11KM: der tagesschau-Podcast: Nach Belarus-Manöver: Wie weit wird Putin noch gehen?
Eine ARD-Reportage über das Militärmanöver "Sapad", Putins Drohnen-Tests und die Frage, warum es keine vertrauensbildenden Schritte gibt.
11KM: der tagesschau-Podcast
31 min read1585 min audioDer ARD-Podcast "11KM" begleitet Korrespondent:innen auf Recherchen. In dieser Folge berichtet Frank Eichmann vom gemeinsamen Militärmanöver "Sapad/der Westen" von Russland und Belarus. Er schildert die Inszenierung als Abwehrübung gegen einen äußeren Feind und ordnet sie in Putins Strategie ein: Drohnenflüge über NATO-Staaten kurz zuvor, Atomwaffen-Doktrin, verbündete Autokratien und Verhandlungen mit Trump. Die Redaktion reflektiert, dass sie als Journalist:in nur das vorgeführt bekommt, was gezeigt werden soll. Am Ende bleibt die Frage, warum keine vertrauensbildenden Schritte möglich sind.
### 1. Russland inszeniert sich als Verteidiger gegen den Westen
Die Übung sei offiziell defensiv, heißt es; ein Lautsprecher erkläre jede Waffe. Der Sprecher Peskow wiederholt fünf Mal: "Die NATO befindet sich im Krieg mit Russland." Der Feind stehe symbolisch links und rechts der imaginären Straße. Zitat: "Das ist kein Angriffsmanöver, wir sind keine Gefahr für die NATO."
### 2. 200 000 russische Soldaten blieben 2021 nach Sapad in Belarus
Eichmann erinnert: "Viele sind da geblieben, viele schwere Technik auch und die ist dann im Februar 22 genutzt worden" für den Einmarsch in die Ukraine. Die aktuelle Übung sei kleiner, aber die Nachbarländer seien alarmiert, weil Drohnen kurz zuvor über Polen und Rumänien flogen.
### 3. Drohnen als Test für NATO-Verteidigung
Russland schickte mindestens 19 billige Geräte, um "zu schauen, wie sieht die Flugverteidigung Polens und der NATO im Osten aus" und "wie diskutiert die NATO diesen Angriff". Polen schloss die Grenze, der Handel stockte.

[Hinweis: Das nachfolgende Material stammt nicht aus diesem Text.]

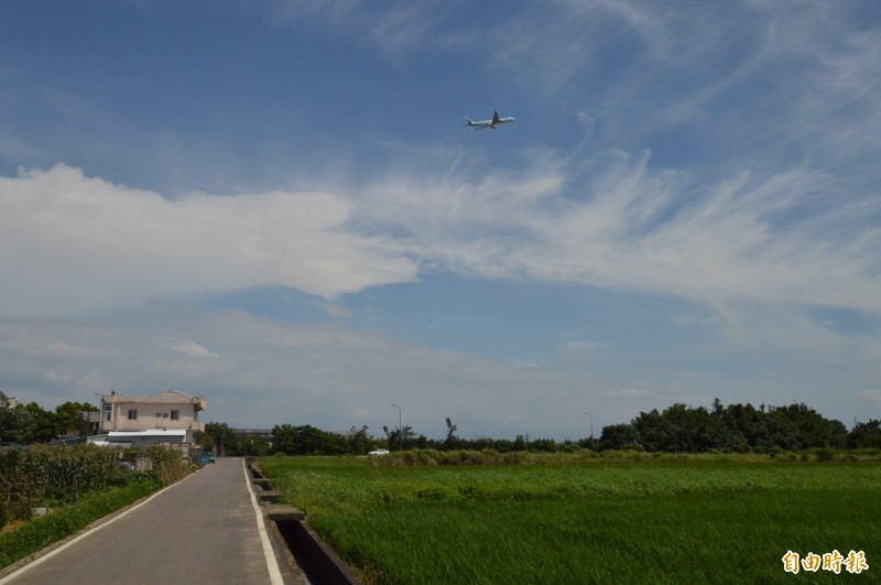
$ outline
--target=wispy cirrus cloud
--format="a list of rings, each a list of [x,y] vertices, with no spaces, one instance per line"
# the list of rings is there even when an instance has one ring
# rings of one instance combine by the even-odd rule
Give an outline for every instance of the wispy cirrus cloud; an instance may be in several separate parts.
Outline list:
[[[373,185],[356,220],[466,274],[881,313],[881,230],[864,221],[878,199],[818,203],[836,181],[804,167],[700,184],[648,162],[613,153],[588,176],[553,159],[474,182],[399,176]]]

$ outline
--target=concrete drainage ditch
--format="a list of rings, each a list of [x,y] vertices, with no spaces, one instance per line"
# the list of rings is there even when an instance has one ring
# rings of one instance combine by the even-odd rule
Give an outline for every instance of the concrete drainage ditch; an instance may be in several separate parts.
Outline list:
[[[281,494],[272,489],[253,461],[248,461],[251,481],[263,503],[264,518],[274,527],[280,541],[287,545],[291,559],[306,582],[313,585],[362,585],[355,573],[342,562],[306,522],[306,514],[292,506],[275,503]]]

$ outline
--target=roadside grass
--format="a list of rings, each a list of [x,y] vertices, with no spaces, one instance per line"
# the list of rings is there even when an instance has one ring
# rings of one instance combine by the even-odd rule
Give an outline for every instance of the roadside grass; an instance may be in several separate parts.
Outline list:
[[[863,551],[870,567],[881,559],[877,463],[316,457],[261,467],[369,583],[782,583],[796,577],[783,571],[788,550]]]
[[[161,487],[159,480],[152,479],[93,491],[74,503],[3,532],[0,534],[0,568],[77,533],[91,522],[155,492]]]

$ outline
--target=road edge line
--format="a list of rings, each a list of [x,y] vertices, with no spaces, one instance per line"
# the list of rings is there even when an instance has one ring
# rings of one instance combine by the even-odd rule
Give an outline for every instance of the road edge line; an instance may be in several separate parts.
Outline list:
[[[282,572],[279,568],[279,562],[275,560],[275,551],[272,549],[272,542],[269,540],[269,532],[267,532],[267,524],[263,521],[263,510],[257,505],[257,495],[253,487],[251,487],[251,478],[248,477],[248,462],[242,459],[242,473],[244,474],[244,485],[248,486],[248,494],[251,496],[251,506],[254,508],[254,516],[257,516],[257,531],[260,533],[260,544],[263,546],[263,555],[267,557],[267,568],[269,570],[269,578],[272,585],[284,585],[282,579]],[[0,585],[2,585],[0,583]]]

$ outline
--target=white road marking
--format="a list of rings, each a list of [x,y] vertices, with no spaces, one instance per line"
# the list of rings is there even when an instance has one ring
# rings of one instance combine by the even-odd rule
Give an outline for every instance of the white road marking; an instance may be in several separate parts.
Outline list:
[[[279,571],[279,563],[275,561],[275,553],[272,551],[272,543],[269,541],[267,526],[263,523],[263,512],[257,503],[257,496],[251,487],[251,478],[248,477],[248,465],[244,459],[242,459],[242,470],[244,472],[244,483],[248,485],[248,491],[251,494],[251,505],[254,507],[254,514],[257,514],[257,530],[260,532],[260,542],[263,545],[263,554],[267,557],[270,583],[272,585],[284,585],[282,573]]]

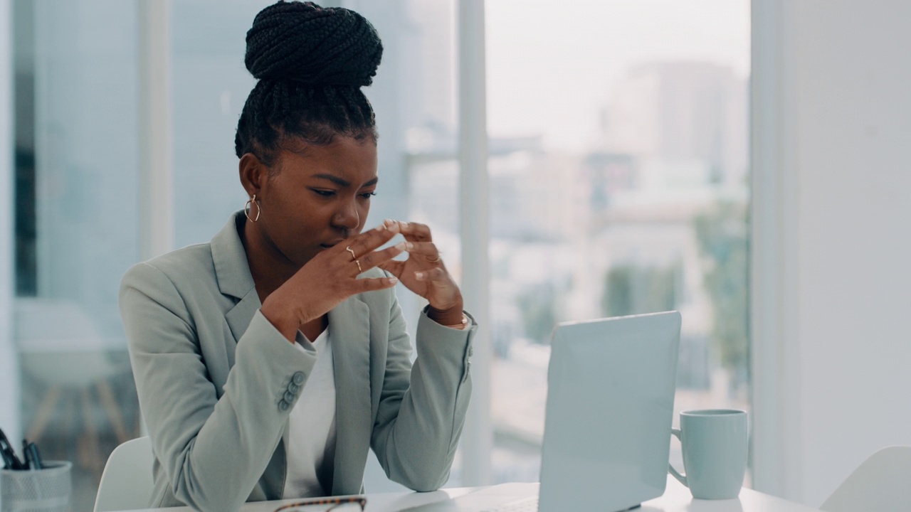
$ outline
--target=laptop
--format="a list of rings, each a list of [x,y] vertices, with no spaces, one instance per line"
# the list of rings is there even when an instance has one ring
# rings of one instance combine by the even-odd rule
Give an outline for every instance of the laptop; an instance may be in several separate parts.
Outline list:
[[[534,485],[503,484],[409,510],[616,512],[661,496],[680,333],[677,312],[558,324],[538,496]]]

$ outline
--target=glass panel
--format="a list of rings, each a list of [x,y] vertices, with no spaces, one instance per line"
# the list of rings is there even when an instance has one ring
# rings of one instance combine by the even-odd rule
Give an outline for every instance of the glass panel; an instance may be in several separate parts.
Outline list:
[[[749,2],[486,9],[496,480],[537,479],[556,322],[680,310],[676,409],[748,409]]]
[[[171,4],[175,247],[209,241],[241,210],[234,134],[256,85],[243,66],[253,17],[274,2]]]
[[[138,258],[136,5],[13,7],[22,432],[73,462],[88,510],[107,455],[138,433],[118,310]]]

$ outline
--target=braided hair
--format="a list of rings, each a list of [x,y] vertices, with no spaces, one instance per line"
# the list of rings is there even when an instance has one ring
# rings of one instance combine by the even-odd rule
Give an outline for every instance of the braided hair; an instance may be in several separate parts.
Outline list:
[[[283,144],[332,143],[336,135],[376,142],[369,86],[383,56],[370,22],[341,7],[280,1],[247,32],[244,64],[259,82],[237,124],[238,158],[271,166]]]

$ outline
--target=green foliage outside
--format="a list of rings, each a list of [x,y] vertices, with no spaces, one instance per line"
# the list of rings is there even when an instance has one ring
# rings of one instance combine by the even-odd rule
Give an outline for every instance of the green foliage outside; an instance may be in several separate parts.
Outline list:
[[[722,202],[693,220],[706,266],[705,289],[714,309],[711,341],[722,366],[745,382],[747,368],[746,207]]]
[[[553,284],[527,287],[517,298],[525,335],[538,343],[548,343],[557,324],[558,296]]]
[[[601,295],[604,316],[623,316],[672,310],[677,303],[679,265],[612,267]]]

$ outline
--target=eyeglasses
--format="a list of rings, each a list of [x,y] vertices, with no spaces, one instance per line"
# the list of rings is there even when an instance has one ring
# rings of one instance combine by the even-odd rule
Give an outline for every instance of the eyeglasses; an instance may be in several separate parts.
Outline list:
[[[279,512],[280,510],[296,510],[302,507],[312,507],[314,505],[332,505],[329,508],[323,510],[323,512],[329,512],[330,510],[337,510],[338,512],[351,510],[357,510],[360,507],[361,512],[363,512],[363,508],[367,506],[367,498],[363,496],[354,496],[349,497],[317,497],[313,499],[308,499],[306,501],[297,501],[294,503],[289,503],[287,505],[282,505],[274,510],[274,512]]]

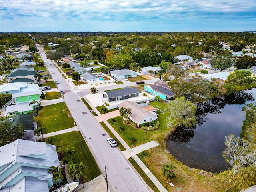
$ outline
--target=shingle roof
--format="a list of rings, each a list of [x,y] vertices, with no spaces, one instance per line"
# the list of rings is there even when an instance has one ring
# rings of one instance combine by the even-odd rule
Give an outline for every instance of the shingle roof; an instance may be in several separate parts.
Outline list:
[[[36,74],[37,72],[36,71],[30,71],[27,70],[18,70],[15,71],[12,73],[9,73],[7,75],[6,78],[9,78],[10,77],[19,77],[20,76],[26,76],[27,75],[34,76],[35,74]]]
[[[128,95],[129,94],[132,94],[134,93],[138,93],[139,92],[139,91],[136,87],[126,87],[122,89],[119,89],[118,90],[114,90],[113,91],[109,91],[105,92],[109,98],[113,98],[114,97],[119,97],[120,96],[125,96]]]
[[[170,89],[167,83],[164,81],[158,80],[154,84],[148,86],[150,86],[153,90],[158,91],[168,97],[173,96],[175,94]]]
[[[111,71],[110,73],[113,73],[116,75],[118,76],[122,75],[128,75],[129,74],[136,74],[137,73],[135,71],[132,71],[130,69],[123,69],[120,70],[116,70],[114,71]]]
[[[130,116],[135,122],[140,122],[148,117],[157,117],[146,111],[141,106],[133,101],[126,100],[118,105],[119,108],[122,107],[126,108],[130,108],[132,110],[132,114]]]

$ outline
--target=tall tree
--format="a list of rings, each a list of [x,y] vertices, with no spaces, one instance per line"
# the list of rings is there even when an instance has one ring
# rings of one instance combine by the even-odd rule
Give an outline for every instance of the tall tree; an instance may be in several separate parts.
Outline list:
[[[196,125],[196,106],[184,97],[176,98],[165,109],[166,121],[170,127],[183,126],[185,128]]]
[[[221,72],[227,70],[233,64],[233,60],[230,54],[219,54],[214,58],[211,62],[212,68],[214,70],[219,70]]]

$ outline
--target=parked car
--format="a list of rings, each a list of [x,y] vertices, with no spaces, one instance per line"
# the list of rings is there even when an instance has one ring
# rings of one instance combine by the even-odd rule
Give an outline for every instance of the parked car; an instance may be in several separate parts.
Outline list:
[[[144,81],[138,81],[138,82],[136,82],[136,83],[137,85],[140,85],[140,84],[144,84],[145,82]]]
[[[117,145],[116,142],[115,140],[113,138],[110,137],[107,139],[107,140],[108,141],[108,142],[109,144],[110,145],[110,146],[111,146],[112,147],[115,147]]]
[[[47,91],[51,90],[50,86],[45,86],[42,89],[42,91]]]

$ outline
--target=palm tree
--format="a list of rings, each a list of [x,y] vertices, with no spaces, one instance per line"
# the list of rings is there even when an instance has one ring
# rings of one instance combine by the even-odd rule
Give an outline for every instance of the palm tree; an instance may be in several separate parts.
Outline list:
[[[39,128],[37,128],[34,130],[34,135],[36,135],[38,136],[39,137],[40,140],[41,140],[41,135],[40,135],[40,130]]]
[[[58,186],[60,185],[59,179],[62,180],[64,178],[64,176],[61,173],[62,169],[59,166],[55,167],[54,166],[50,167],[50,168],[48,170],[48,172],[52,174],[53,179],[56,182],[57,186]]]
[[[33,104],[33,106],[34,106],[33,108],[34,109],[35,108],[35,104],[36,104],[36,103],[37,104],[36,105],[38,105],[39,104],[39,103],[38,102],[38,101],[35,101],[34,100],[33,100],[31,102],[29,103],[29,105]]]
[[[82,162],[79,164],[75,164],[73,166],[73,174],[72,174],[73,179],[76,178],[79,181],[80,177],[84,174],[86,168],[85,166]]]
[[[163,176],[170,181],[176,176],[174,172],[174,170],[176,168],[176,167],[171,163],[170,164],[163,164],[161,168],[161,172]]]
[[[98,89],[95,87],[92,87],[90,90],[92,93],[96,93],[98,92]]]
[[[125,122],[127,122],[127,120],[128,119],[128,117],[129,115],[132,114],[132,109],[129,107],[124,110],[124,117],[125,118]]]
[[[72,147],[70,148],[67,148],[66,151],[63,153],[63,154],[65,157],[68,160],[72,160],[72,157],[76,154],[76,148]]]

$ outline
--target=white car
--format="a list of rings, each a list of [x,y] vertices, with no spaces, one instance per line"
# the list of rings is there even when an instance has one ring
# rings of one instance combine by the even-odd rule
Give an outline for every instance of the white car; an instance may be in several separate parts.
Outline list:
[[[113,138],[110,137],[107,139],[107,140],[108,141],[108,142],[109,144],[110,145],[110,146],[111,146],[112,147],[115,147],[117,145],[116,142],[115,140]]]

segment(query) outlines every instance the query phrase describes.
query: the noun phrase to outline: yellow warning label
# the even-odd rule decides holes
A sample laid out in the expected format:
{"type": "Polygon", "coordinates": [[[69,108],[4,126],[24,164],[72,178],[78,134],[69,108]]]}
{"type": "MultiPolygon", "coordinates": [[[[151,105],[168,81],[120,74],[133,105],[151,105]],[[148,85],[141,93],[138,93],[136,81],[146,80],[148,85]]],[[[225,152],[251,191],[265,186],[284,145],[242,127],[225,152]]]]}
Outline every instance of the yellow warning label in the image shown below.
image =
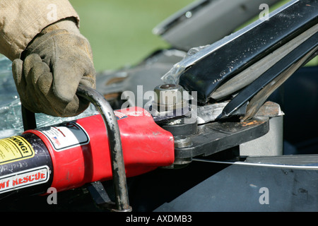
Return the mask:
{"type": "Polygon", "coordinates": [[[34,156],[31,145],[21,136],[15,136],[0,140],[0,165],[34,156]]]}

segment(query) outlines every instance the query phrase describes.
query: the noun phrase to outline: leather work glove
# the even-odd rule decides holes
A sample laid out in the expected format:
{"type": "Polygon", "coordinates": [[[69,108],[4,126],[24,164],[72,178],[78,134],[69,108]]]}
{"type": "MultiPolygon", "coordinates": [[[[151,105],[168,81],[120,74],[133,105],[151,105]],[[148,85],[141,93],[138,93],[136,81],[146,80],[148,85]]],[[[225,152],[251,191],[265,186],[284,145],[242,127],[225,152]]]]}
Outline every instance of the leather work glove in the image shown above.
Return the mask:
{"type": "Polygon", "coordinates": [[[89,105],[76,95],[78,84],[95,88],[90,44],[71,20],[45,28],[13,61],[12,71],[22,105],[35,113],[78,115],[89,105]]]}

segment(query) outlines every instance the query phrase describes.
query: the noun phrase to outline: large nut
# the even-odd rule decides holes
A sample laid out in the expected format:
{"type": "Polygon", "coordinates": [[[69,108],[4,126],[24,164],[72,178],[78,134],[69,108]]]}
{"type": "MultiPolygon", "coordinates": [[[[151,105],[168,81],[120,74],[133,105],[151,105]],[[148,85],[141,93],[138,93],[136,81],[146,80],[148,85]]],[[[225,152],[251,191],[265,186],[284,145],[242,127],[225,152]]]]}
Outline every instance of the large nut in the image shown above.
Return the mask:
{"type": "Polygon", "coordinates": [[[154,91],[156,95],[155,102],[158,105],[173,106],[183,101],[183,88],[179,85],[160,85],[155,87],[154,91]]]}

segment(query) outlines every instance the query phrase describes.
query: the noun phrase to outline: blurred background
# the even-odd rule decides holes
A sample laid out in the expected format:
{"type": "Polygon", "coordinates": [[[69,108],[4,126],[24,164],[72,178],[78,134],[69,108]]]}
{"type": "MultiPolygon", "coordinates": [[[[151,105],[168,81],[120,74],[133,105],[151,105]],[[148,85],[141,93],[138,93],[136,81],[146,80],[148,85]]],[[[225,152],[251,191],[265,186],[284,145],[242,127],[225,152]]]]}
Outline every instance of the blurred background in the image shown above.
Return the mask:
{"type": "Polygon", "coordinates": [[[194,0],[70,0],[90,42],[97,71],[131,66],[168,47],[152,30],[194,0]]]}

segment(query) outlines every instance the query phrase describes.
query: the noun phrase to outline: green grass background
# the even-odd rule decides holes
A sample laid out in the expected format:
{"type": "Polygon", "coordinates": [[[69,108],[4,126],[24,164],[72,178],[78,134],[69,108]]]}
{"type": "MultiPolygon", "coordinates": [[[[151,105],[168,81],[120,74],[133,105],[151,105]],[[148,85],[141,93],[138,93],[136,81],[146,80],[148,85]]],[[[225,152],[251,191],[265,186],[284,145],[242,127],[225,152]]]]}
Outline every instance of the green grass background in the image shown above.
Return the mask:
{"type": "Polygon", "coordinates": [[[169,47],[152,33],[153,28],[194,0],[69,1],[81,18],[80,30],[90,41],[96,71],[100,71],[134,65],[153,51],[169,47]]]}
{"type": "Polygon", "coordinates": [[[97,71],[134,65],[168,44],[152,30],[193,0],[70,0],[97,71]]]}

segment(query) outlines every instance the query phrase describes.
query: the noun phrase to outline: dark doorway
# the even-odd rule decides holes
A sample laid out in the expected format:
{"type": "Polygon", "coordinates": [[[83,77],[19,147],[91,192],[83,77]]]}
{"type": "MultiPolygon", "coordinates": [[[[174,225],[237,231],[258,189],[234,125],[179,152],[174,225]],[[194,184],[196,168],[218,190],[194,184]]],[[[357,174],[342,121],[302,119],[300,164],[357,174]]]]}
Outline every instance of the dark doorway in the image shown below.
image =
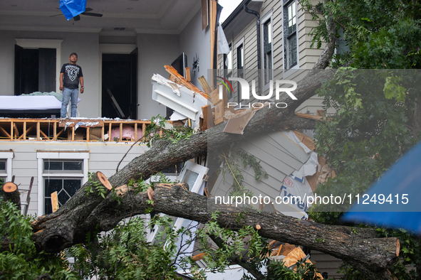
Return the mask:
{"type": "Polygon", "coordinates": [[[134,54],[103,54],[103,117],[137,119],[137,49],[135,51],[134,54]]]}
{"type": "Polygon", "coordinates": [[[56,90],[56,49],[15,45],[15,95],[56,90]]]}

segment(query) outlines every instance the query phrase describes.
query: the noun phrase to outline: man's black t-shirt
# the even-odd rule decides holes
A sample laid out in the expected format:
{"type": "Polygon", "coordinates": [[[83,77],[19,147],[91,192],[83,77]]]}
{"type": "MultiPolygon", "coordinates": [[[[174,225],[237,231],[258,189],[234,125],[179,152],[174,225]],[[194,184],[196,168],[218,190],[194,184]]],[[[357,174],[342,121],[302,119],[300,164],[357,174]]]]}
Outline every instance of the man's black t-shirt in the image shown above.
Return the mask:
{"type": "Polygon", "coordinates": [[[76,64],[66,63],[61,68],[61,73],[64,73],[63,86],[69,89],[79,87],[79,77],[83,77],[82,68],[76,64]]]}

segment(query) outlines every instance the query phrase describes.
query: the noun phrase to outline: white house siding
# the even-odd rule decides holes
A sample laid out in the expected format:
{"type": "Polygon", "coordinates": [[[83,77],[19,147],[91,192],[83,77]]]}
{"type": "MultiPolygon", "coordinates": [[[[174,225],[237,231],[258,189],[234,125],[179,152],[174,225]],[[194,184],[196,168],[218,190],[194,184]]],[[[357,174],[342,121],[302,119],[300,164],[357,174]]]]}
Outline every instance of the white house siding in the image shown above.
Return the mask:
{"type": "MultiPolygon", "coordinates": [[[[115,173],[120,161],[131,146],[131,143],[95,143],[95,142],[41,142],[41,141],[0,141],[0,150],[12,149],[14,158],[12,159],[12,175],[16,176],[15,183],[20,189],[28,189],[31,177],[34,177],[31,193],[28,214],[39,215],[38,212],[38,160],[37,151],[62,151],[62,156],[72,152],[88,151],[88,171],[101,171],[110,178],[115,173]],[[67,154],[66,154],[67,153],[67,154]]],[[[120,163],[123,168],[135,157],[147,149],[144,145],[135,145],[120,163]]],[[[9,163],[8,163],[9,164],[9,163]]],[[[40,186],[43,190],[43,185],[40,186]]],[[[22,201],[26,198],[26,193],[21,195],[22,201]]]]}
{"type": "MultiPolygon", "coordinates": [[[[313,4],[317,4],[317,1],[312,0],[313,4]]],[[[275,77],[274,80],[281,80],[283,78],[298,81],[302,79],[305,75],[302,72],[296,73],[295,70],[286,71],[282,77],[282,70],[284,69],[284,37],[283,37],[283,1],[268,0],[265,1],[263,7],[259,11],[261,18],[264,17],[268,13],[272,13],[272,26],[273,26],[273,63],[275,70],[275,77]],[[299,74],[299,75],[298,75],[299,74]]],[[[244,13],[244,11],[242,12],[244,13]]],[[[320,49],[311,48],[311,37],[310,33],[311,28],[318,23],[311,20],[311,15],[304,12],[301,9],[301,6],[297,1],[297,20],[298,20],[298,66],[300,70],[311,69],[314,63],[318,59],[320,54],[323,50],[324,44],[320,49]]],[[[263,22],[261,22],[261,24],[263,22]]],[[[263,33],[261,30],[261,36],[263,33]]],[[[238,34],[234,36],[232,40],[233,46],[233,68],[237,68],[237,50],[236,44],[242,38],[244,39],[245,45],[245,69],[257,68],[256,56],[256,21],[251,21],[238,34]]],[[[259,43],[261,43],[259,42],[259,43]]],[[[262,51],[262,50],[261,50],[262,51]]],[[[223,55],[220,55],[218,60],[219,65],[223,65],[223,55]]],[[[263,63],[263,62],[262,62],[263,63]]],[[[254,72],[253,74],[256,74],[254,72]]],[[[246,72],[246,75],[247,73],[246,72]]],[[[256,79],[256,75],[248,76],[250,80],[256,79]]],[[[237,82],[233,83],[234,90],[234,100],[237,100],[237,82]]],[[[256,85],[257,87],[257,85],[256,85]]],[[[267,89],[264,93],[268,92],[267,89]]],[[[251,102],[256,102],[251,100],[251,102]]],[[[316,110],[321,109],[323,107],[323,99],[318,97],[313,97],[303,103],[298,109],[297,112],[316,114],[316,110]]]]}

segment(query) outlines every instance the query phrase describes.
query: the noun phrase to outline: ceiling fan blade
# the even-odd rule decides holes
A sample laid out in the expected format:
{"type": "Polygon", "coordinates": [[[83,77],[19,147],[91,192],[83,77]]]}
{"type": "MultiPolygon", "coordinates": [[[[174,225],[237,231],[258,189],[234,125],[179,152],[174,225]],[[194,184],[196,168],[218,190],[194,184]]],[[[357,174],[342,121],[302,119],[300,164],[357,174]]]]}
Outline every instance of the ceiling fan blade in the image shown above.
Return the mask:
{"type": "Polygon", "coordinates": [[[84,11],[83,13],[82,13],[83,15],[85,16],[96,16],[98,18],[100,18],[103,16],[102,14],[97,14],[97,13],[87,13],[85,11],[84,11]]]}

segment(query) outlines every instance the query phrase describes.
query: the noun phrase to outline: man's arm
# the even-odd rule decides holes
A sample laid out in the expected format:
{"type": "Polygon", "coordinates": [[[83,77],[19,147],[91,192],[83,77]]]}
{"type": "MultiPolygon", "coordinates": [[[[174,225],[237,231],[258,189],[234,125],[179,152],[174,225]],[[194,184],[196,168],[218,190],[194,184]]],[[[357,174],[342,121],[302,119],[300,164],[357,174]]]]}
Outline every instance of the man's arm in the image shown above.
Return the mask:
{"type": "Polygon", "coordinates": [[[83,93],[83,77],[79,77],[79,82],[80,82],[80,93],[83,93]]]}
{"type": "Polygon", "coordinates": [[[60,73],[60,90],[64,90],[64,87],[63,85],[63,78],[64,78],[64,73],[60,73]]]}

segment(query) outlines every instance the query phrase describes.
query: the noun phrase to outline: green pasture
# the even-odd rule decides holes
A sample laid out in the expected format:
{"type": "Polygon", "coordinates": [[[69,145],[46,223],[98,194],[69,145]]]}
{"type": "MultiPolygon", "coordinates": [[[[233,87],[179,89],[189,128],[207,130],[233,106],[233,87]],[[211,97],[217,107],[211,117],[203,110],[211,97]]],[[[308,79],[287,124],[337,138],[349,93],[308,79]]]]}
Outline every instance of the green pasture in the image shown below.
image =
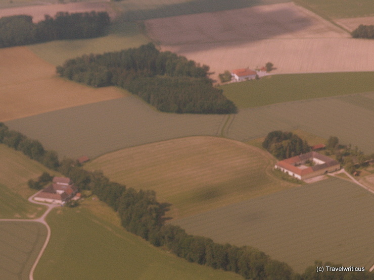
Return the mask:
{"type": "Polygon", "coordinates": [[[51,240],[35,270],[35,279],[50,279],[51,275],[56,280],[242,278],[154,247],[126,232],[118,219],[97,200],[85,201],[74,209],[54,210],[47,217],[51,240]],[[89,208],[99,208],[100,213],[94,209],[95,214],[89,208]]]}
{"type": "Polygon", "coordinates": [[[240,111],[227,136],[243,142],[273,130],[301,129],[324,139],[337,136],[340,143],[373,152],[374,93],[274,104],[240,111]]]}
{"type": "Polygon", "coordinates": [[[46,228],[39,222],[0,221],[0,278],[28,280],[46,235],[46,228]]]}
{"type": "Polygon", "coordinates": [[[0,218],[36,218],[45,210],[45,206],[31,203],[0,184],[0,218]]]}
{"type": "Polygon", "coordinates": [[[126,0],[115,3],[122,18],[135,21],[155,18],[225,11],[289,2],[289,0],[126,0]]]}
{"type": "Polygon", "coordinates": [[[316,260],[374,264],[374,195],[332,178],[172,221],[219,243],[259,248],[302,272],[316,260]]]}
{"type": "Polygon", "coordinates": [[[330,18],[374,16],[374,2],[372,0],[295,0],[294,2],[330,18]]]}
{"type": "Polygon", "coordinates": [[[171,139],[219,136],[224,126],[225,137],[242,142],[273,130],[301,129],[325,139],[336,136],[368,154],[374,146],[373,111],[374,93],[355,94],[242,109],[225,126],[225,116],[160,113],[130,96],[5,123],[56,150],[60,158],[93,158],[171,139]]]}
{"type": "Polygon", "coordinates": [[[372,91],[374,72],[274,75],[219,88],[239,108],[250,108],[372,91]]]}
{"type": "Polygon", "coordinates": [[[30,45],[29,49],[42,59],[58,66],[68,59],[83,54],[102,53],[137,47],[148,43],[137,23],[115,21],[104,37],[79,40],[60,40],[30,45]]]}
{"type": "Polygon", "coordinates": [[[133,96],[19,119],[6,124],[60,157],[110,151],[192,135],[218,135],[225,116],[160,113],[133,96]]]}
{"type": "Polygon", "coordinates": [[[26,201],[35,193],[28,187],[27,181],[36,179],[43,172],[56,174],[21,152],[0,144],[0,185],[19,194],[26,201]]]}

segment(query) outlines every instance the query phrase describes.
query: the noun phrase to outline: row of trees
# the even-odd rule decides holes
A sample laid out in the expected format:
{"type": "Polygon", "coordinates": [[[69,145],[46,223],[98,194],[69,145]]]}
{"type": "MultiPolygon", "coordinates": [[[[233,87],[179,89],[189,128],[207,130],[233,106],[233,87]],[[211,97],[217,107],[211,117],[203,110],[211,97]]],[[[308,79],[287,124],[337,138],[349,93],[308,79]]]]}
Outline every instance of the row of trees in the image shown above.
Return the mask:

### 4. Putins Devise: "Wenn ein Kampf unvermeidbar ist, dann schlage als erster zu"
Das Zitat stammt aus einer Rede von 2015; er wende es an, um die weitere Entwicklung selbst zu bestimmen. Ein Ausfall des Manövers würde innenpolitisch als Schwäche gelten.
### 5. Neue Atomwaffen-Doktrin senkt Einsatzschwelle
Seit November 2024 darf Russland auch Nicht-Atomstaaten angreifen, wenn sie von Atommächten unterstützt werden. Eichmann hält einen Einsatz für unwahrscheinlich, weil Putin sich nicht als erster nach 1945 mit Atombomben in die Geschichte einbrennen wolle.
### 6. Putin positioniert sich als Anführer einer anti-westlichen Koalition
Durch enge Bindung an China, Empfang bei Trump und Auftritte bei der Shanghaier Organisation suggeriere er: "Ich bin keineswegs isoliert und die Sanktionen kann ich aussitzen."
## Einordnung
Der Podcast liefert kein militärisches Fachgespräch, sondern eine bewusst subjektive Reportage. Die ARD nutzt die Selbstinszenierung Russlands, um den Konflikt bildreich greifbar zu machen. Besonders stark: die Reflexion über die eigene Rolle als willkommener Beobachter in einem Land ohne Pressefreiheit. Die Gesprächspartner:innen machen deutlich, dass sie nur das sehen, was gezeigt wird, und verorten ihre Berichterstattung entsprechend. Die Argumentation bleibt dabei stringent: Putins Strategie der Eskalation als Mittel der Abschreckung wird durch historische und aktuelle Belege nachgezeichnet. Kritisch: Die These, Russland teste gezielt die Schwäche der NATO, bleibt eine Interpretation ohne weitere Belege durch unabhängige Militärs. Auch die Bewertung der Drohnen als „billige Geräte" stützt sich nur auf die ARD-Quellen. Perspektivisch fehlen Stimmen aus Polen, der Ukraine oder von Nato-Strateg:innen. Dennoch gelingt ein anschauliches Stück politischer Analyse, das ohne Alarmismus die Risiken des Kriegsschauplatzes Ostmitteleuropa verdeutlicht.
Hörempfehlung: Wer sich in 20 Minuten fundiert und stilistisch klar darüber informieren will, wie Russland derzeit militärische Stärke inszeniert und warum Friedenssignale ausbleiben, findet hier einen zugänglichen Einstieg.